Richard Huber, 60, last Friday was named president and chief executive officer of Hartford, Conn.-based Aetna, succeeding Ronald E. Compton. Huber, who joined the company in 1995, was vice chairman of strategy and finance. A former investment banker, he helped orchestrate the sale of Aetna's $4.1 billion property-casualty business and its $8.9 billion merger with U.S. Healthcare. Huber became Compton's likely successor in May, when Joseph Sebastianelli resigned as Aetna president.
Entering the HMO market in the Northwest, Blue Bell, Pa.-based Aetna U.S. Healthcare late last week signed a definitive agreement to acquire Virginia Mason Health Plan, a 40,000-enrollee HMO in Seattle owned by Virginia Mason Medical Center. Aetna, which offers indemnity plans and a PPO in Washington, said the move will allow it to file for a Medicare risk product in the state. The deal is expected to close next month.
PHP Healthcare Corp. late last week said it will acquire the assets of HIP Health Plan of New Jersey's 18 healthcare centers and ancillary services for $73 million. Under a 20-year global capitation arrangement, Reston, Va.-based PHP will provide and manage healthcare services for HIP's 200,000 enrollees. The agreement with New Brunswick, N.J.-based HIP, a not-for-profit HMO, will more than double PHP's annual revenues, the company said.
Creditors of Qualis Care and its predecessor company, Towers Financial Corp., will receive $9 million in cash under a $14 million settlement related to an alleged fraud against investors. Under the agreement, approved by the U.S. Bankruptcy Court in New York last week, three law firms agreed to settle charges alleging they didn't perform an adequate background check on John Hall, the former chairman of Qualis Care, who pleaded guilty to criminal charges in the scam against investors.
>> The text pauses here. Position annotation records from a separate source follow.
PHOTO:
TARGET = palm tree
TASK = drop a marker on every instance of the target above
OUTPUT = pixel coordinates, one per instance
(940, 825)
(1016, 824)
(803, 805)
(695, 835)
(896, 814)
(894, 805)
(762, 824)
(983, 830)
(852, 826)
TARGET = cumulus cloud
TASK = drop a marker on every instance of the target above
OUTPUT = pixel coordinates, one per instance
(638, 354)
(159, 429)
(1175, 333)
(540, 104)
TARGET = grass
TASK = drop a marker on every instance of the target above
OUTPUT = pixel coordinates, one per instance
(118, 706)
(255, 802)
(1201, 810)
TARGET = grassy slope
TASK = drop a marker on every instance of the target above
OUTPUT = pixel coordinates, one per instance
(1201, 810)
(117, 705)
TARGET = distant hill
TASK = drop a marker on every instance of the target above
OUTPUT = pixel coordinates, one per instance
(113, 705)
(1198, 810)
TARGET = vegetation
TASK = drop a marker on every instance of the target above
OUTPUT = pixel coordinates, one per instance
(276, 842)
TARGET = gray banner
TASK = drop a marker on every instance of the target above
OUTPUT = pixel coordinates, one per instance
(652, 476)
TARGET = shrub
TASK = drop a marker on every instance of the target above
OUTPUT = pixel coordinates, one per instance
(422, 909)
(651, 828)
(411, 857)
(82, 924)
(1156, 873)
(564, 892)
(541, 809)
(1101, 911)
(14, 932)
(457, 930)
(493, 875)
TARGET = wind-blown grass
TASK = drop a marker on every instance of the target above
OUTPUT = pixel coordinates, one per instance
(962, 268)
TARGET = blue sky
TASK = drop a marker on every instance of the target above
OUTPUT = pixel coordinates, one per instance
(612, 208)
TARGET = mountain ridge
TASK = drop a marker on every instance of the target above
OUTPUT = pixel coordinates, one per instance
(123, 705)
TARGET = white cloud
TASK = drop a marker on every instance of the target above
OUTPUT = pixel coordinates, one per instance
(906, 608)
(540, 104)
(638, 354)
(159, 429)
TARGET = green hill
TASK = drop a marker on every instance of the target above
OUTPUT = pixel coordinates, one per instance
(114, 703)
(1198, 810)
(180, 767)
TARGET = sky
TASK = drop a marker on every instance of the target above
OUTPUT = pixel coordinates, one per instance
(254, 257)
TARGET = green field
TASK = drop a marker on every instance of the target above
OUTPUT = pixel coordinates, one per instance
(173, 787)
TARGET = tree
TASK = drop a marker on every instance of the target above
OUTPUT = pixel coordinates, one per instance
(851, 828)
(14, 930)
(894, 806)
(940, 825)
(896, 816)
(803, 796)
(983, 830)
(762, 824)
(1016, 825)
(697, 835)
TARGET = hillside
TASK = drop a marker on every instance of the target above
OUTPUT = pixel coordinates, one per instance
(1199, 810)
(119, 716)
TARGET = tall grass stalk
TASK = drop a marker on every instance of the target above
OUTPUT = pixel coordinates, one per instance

n Daniel Crowley, 49, last week resigned ahead of schedule from the board of Foundation Health Systems, Woodland Hills, Calif. Crowley was formerly president, chairman and chief executive officer of Foundation Health Corp. before it merged with Health Systems International in April. He originally was scheduled to remain on the FHS board until March 31, 1998. In May he stepped aside as chairman of FHS, 11 months ahead of schedule, allowing Malik Hasan, M.D., to be named chairman and CEO. Crowley, who remains a consultant to FHS, is collecting on a three-year, $22 million severance and consulting contract.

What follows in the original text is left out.